View on GitHub

BiDaR

BiDaR project

BiDaR (Big Data Retriever)

Content

1. Introduction

About BiDaR

There are plenty of interesting resources provided by various knowledge Web systems like Wikidata. Develop a (micro-)service-based platform able to "intelligently" query, compare, visualize, share, summarize, etc. large (sets of) data/knowledge and additional resources according to user's needs and preferences – consider demographic information, skills, interests (playing games and skateboarding versus WebAssembly programming and fine arts), social status, entourage, etc. Also, this Web system will suggest related information and/or knowledge according to each user profile and a set of given areas/topics of interest. Various computations could be performed by using existing big data techniques and tools. Expose minimum 2 real-life use-cases – for instance, discovering the fine arts, dance, or music (styles/artists/organizations) influences in the last Y years in a specific geographical area. Bonus: the use of natural user interactions.

2. Technologies

Frontend

The website is developed using the Flask framework on the server side and the Bootstrap 5 framework, Jinja 2 templating language, javascript, html5 and css for frontend design. Except the register and login pages, all other ages contains a base template of a navigation bar. All elements are styled with bootstrap and external sheet. For creation of multiple select dropdowns was used a external ajax script and for cascading dropdowns was created a javascript function. The website contains next seven pages:

Login page

Register page

User profile page

Search page

Recommendation page

Demographics page

Games page

The interaction of user with these pages can be seen in Use Case diagram:

An user can log in on our website after registration and make a couple of actions; he can see his profile and modify his data on profile page, also cand add ore delete a topic of interest. There are many different functionalities of our website, the first one is to go on the search bar where an user can search any topic and will receive a visualisation of an rdf graph. Antoher action is to go to the recommendation page where the user can choose from a list different ingredients and based his choice he can receive a recommended receipt in two formats, as a Word Cloud visualisation or in a table. Another functionality that user can use is gempograpchis statistics page, where he can choose countries from a list and vizualise different statistics about life expectancy, democracy, fertility and HDI. And the last secnario is games page, where an user can see games statistics per countries, per continents and also to ocmpare between two countries.

Backend

For develpoment of this website we used Flask, a python micro web framework for backend. This contains numerous packages that helped in functionalities of out site, like flask_login for authetication, werkzeug for security and the easier communication with sqllite databse that was used to preccess users data. For data manipulation we used pandas dataframes, spark dataframes and for SPARQL queries SPARQLWrapper which is python wrapper around a SPARQL service to remotely execute queries. BiDaR offers many types of visualisations that were made with the help of different python modules like matplotlib, plotly, wordcloud and pygal_maps_world.
Our application is hosted on AWS in order to make it more responsiveness and to save our local space, more about this topic will be discussed in deployment section. In the below diagram are presented a part of the classes and methods used in the backend part to make an idea of applications complexity.

3. Architecture

Microservices

Our application will have four microservices Data Retrieverr, Visualisation Service, Spark Service and Authentication Serviced which are controlled by the main orchestrator service named Request Processor. The main flow of our architecture can be seen in the diagram below:

Request Processor Service this is the main service that process user actions like updateing profile info, adding or deleting topic of interest, visaulisez statistics or search a topic. Also, this service process the data received from data retriever service, like export, vizualize or compare.

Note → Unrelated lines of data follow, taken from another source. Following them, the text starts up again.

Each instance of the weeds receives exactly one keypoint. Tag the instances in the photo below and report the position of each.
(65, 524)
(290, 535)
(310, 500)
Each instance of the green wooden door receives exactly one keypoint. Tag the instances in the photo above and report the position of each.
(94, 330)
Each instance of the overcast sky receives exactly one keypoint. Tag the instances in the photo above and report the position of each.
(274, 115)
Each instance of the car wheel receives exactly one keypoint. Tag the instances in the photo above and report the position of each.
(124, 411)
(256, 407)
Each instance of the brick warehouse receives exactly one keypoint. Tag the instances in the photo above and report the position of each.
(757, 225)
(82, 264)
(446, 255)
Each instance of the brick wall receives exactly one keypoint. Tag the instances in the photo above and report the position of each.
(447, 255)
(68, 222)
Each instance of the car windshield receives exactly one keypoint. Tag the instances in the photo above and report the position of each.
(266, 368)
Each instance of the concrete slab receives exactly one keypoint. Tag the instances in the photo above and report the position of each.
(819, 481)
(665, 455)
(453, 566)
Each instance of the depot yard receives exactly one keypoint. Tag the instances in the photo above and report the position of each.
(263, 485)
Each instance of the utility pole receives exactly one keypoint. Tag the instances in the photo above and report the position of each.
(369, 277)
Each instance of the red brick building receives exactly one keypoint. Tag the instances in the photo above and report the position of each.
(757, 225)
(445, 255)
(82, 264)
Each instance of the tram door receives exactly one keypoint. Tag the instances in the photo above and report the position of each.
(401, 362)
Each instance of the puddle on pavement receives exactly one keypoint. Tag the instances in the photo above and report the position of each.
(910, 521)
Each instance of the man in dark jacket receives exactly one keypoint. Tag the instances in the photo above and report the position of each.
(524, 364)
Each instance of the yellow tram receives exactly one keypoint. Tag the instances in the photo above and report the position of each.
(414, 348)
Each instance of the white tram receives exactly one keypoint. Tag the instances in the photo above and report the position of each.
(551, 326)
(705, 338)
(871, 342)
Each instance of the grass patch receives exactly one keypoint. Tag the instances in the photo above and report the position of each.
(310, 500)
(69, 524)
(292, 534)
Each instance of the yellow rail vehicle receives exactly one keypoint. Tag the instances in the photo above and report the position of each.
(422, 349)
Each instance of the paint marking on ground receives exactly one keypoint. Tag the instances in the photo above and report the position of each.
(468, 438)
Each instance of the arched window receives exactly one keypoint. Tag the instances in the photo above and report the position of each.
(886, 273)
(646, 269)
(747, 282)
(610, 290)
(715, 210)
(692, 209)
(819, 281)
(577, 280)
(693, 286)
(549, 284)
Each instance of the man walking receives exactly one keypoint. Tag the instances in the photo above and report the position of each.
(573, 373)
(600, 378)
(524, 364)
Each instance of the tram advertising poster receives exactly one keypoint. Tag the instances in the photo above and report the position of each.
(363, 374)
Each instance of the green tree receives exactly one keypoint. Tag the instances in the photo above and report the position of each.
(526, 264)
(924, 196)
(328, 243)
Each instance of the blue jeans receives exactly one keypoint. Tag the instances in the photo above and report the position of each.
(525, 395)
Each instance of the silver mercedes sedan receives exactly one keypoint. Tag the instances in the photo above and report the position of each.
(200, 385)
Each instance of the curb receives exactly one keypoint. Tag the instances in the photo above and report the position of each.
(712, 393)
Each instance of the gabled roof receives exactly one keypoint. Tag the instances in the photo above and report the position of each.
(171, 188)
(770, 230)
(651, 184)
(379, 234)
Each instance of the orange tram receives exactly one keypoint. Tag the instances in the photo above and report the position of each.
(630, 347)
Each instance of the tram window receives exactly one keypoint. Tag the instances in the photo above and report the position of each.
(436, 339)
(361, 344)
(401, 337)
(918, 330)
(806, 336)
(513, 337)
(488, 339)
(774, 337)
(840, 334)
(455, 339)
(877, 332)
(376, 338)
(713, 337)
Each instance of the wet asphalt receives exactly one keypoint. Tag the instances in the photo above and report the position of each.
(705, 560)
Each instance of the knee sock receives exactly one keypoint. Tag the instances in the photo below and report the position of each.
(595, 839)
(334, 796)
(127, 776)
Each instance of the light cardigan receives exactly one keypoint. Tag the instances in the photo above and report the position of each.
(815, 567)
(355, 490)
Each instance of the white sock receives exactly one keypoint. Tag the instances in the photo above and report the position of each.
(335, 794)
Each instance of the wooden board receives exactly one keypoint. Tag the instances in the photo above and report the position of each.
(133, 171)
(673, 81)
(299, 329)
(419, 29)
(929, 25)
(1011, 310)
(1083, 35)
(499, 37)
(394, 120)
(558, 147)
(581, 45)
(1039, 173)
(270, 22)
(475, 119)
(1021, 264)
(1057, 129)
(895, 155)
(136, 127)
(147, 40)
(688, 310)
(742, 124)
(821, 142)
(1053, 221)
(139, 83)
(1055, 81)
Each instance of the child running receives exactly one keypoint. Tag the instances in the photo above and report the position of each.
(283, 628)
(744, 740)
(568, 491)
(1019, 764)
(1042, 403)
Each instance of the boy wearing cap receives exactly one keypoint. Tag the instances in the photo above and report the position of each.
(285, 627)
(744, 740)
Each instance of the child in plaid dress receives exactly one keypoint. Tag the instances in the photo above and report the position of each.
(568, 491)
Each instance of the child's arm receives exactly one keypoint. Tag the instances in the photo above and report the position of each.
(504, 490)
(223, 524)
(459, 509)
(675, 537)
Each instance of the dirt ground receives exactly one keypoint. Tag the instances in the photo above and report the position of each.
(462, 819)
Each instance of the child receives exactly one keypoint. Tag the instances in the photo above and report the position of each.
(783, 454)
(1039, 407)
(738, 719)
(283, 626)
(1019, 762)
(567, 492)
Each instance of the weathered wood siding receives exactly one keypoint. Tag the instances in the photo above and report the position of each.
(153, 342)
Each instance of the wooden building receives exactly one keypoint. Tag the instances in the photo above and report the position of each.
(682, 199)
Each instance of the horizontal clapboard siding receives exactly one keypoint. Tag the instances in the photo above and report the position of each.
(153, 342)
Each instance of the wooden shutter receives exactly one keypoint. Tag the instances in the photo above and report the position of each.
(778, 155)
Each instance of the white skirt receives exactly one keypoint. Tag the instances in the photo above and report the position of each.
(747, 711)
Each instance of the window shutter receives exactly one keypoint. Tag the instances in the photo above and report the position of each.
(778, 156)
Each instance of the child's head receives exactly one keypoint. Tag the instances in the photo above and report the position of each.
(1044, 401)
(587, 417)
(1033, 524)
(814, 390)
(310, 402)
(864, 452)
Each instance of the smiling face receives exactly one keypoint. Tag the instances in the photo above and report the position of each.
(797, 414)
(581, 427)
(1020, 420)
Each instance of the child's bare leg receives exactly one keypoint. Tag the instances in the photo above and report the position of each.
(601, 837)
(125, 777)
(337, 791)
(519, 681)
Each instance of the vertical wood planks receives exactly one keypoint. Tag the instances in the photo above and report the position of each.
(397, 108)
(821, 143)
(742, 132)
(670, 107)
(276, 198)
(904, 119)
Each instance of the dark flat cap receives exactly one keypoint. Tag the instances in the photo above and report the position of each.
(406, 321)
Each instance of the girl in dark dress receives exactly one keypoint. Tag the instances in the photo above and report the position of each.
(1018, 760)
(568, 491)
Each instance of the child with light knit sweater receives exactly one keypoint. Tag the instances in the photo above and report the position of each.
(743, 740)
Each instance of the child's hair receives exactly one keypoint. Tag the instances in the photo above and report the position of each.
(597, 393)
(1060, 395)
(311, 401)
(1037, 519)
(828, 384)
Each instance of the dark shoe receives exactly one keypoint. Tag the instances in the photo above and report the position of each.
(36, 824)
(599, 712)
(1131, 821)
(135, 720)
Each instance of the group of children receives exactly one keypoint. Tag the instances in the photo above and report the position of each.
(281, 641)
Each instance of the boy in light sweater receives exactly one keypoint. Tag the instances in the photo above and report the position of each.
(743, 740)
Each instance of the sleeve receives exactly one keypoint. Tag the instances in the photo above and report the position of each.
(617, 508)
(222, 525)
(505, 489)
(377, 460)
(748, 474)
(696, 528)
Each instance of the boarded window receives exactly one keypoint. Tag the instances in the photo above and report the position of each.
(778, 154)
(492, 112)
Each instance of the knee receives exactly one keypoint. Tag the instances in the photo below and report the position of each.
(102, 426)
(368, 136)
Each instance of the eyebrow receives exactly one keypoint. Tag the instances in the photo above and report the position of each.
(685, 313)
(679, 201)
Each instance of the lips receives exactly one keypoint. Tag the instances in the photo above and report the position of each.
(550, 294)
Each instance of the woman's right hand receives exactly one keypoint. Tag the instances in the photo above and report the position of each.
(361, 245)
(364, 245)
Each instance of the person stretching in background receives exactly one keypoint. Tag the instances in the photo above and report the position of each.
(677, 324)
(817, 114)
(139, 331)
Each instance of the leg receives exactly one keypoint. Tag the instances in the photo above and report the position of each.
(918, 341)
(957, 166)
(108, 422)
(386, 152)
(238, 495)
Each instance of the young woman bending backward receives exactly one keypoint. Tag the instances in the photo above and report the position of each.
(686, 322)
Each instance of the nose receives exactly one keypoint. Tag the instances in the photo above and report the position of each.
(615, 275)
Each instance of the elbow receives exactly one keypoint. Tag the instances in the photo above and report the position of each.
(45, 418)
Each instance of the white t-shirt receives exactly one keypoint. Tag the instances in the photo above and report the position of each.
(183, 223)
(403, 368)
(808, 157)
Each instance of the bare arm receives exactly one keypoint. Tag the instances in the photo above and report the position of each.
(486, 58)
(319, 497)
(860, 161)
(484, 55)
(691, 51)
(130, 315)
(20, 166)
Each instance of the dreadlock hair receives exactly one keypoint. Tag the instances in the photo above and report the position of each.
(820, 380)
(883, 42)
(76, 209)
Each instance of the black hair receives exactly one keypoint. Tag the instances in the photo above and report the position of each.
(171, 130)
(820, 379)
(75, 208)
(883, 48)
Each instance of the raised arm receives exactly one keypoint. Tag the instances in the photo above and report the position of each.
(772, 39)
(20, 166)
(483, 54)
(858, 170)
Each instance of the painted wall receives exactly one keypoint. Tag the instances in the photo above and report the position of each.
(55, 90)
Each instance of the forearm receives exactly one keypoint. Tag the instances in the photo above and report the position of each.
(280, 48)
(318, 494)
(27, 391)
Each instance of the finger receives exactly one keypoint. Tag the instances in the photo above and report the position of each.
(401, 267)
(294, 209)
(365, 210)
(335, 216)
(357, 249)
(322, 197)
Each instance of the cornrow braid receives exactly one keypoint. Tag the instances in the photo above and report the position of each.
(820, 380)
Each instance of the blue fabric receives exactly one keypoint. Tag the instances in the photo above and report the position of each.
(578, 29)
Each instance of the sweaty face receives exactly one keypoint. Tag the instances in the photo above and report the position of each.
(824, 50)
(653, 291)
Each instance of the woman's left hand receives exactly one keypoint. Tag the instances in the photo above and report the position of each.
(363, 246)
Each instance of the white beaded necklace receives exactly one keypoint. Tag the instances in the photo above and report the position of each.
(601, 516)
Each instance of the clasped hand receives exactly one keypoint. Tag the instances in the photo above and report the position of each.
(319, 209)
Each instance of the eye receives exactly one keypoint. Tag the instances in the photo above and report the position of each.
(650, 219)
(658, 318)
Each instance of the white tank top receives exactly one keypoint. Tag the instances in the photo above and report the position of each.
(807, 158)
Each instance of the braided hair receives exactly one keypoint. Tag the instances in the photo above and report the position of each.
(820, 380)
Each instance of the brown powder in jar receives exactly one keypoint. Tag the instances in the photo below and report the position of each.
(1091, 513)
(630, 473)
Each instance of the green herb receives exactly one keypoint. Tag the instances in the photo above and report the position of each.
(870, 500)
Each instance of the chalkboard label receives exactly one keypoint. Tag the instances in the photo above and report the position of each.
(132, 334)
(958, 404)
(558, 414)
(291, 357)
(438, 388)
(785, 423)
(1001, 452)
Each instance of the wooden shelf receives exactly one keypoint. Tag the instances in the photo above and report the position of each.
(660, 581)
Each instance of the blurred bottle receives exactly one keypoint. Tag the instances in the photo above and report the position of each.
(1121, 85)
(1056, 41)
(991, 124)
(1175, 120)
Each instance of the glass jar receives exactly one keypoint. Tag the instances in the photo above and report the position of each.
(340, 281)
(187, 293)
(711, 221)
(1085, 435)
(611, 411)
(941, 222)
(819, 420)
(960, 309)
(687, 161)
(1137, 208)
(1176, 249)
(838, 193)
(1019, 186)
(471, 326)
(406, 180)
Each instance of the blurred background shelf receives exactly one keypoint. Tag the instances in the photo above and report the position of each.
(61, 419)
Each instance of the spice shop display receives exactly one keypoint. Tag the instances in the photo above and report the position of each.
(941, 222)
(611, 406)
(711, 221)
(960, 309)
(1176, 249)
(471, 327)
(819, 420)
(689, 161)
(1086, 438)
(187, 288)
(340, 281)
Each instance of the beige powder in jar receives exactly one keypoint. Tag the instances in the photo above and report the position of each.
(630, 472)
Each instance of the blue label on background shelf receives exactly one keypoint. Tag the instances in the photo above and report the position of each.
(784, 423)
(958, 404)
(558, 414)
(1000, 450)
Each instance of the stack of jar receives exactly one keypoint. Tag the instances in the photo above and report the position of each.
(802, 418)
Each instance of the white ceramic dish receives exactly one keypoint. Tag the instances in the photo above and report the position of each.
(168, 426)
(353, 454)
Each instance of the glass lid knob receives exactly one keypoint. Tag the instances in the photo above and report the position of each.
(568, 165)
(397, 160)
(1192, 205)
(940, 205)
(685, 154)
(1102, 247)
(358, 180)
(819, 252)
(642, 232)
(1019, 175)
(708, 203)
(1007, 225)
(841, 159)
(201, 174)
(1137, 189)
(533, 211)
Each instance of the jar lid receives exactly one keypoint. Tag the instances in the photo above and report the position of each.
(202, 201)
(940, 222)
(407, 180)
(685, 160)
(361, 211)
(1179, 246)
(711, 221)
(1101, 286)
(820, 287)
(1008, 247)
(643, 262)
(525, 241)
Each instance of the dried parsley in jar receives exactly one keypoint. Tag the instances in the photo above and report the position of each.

Data Retriever Service construct all sparql queries for each endpoint and handle the data requested from sparql endpoints. This parse the rdf triples and send to the request processor service to show on pages. Main data source for our application is WikiData.

Authentication Service this service will be called when an user try to log in or register. Is used a token to ensure user indentity and make our website secure. On the server, token and session manage user information via a secret key, which are securely stored on the client.

Visualisation Service create all visualisation for statistics, these are stackplots, linesplots, pieplots, svg images, plotly charts, dataframes tables or Word Cloud Visualisation.

Spark Service was created for demographics functionality because the date is manipulated by spark dataframes and for our application to work independent and modular, all spark apache functionalities was included in this service.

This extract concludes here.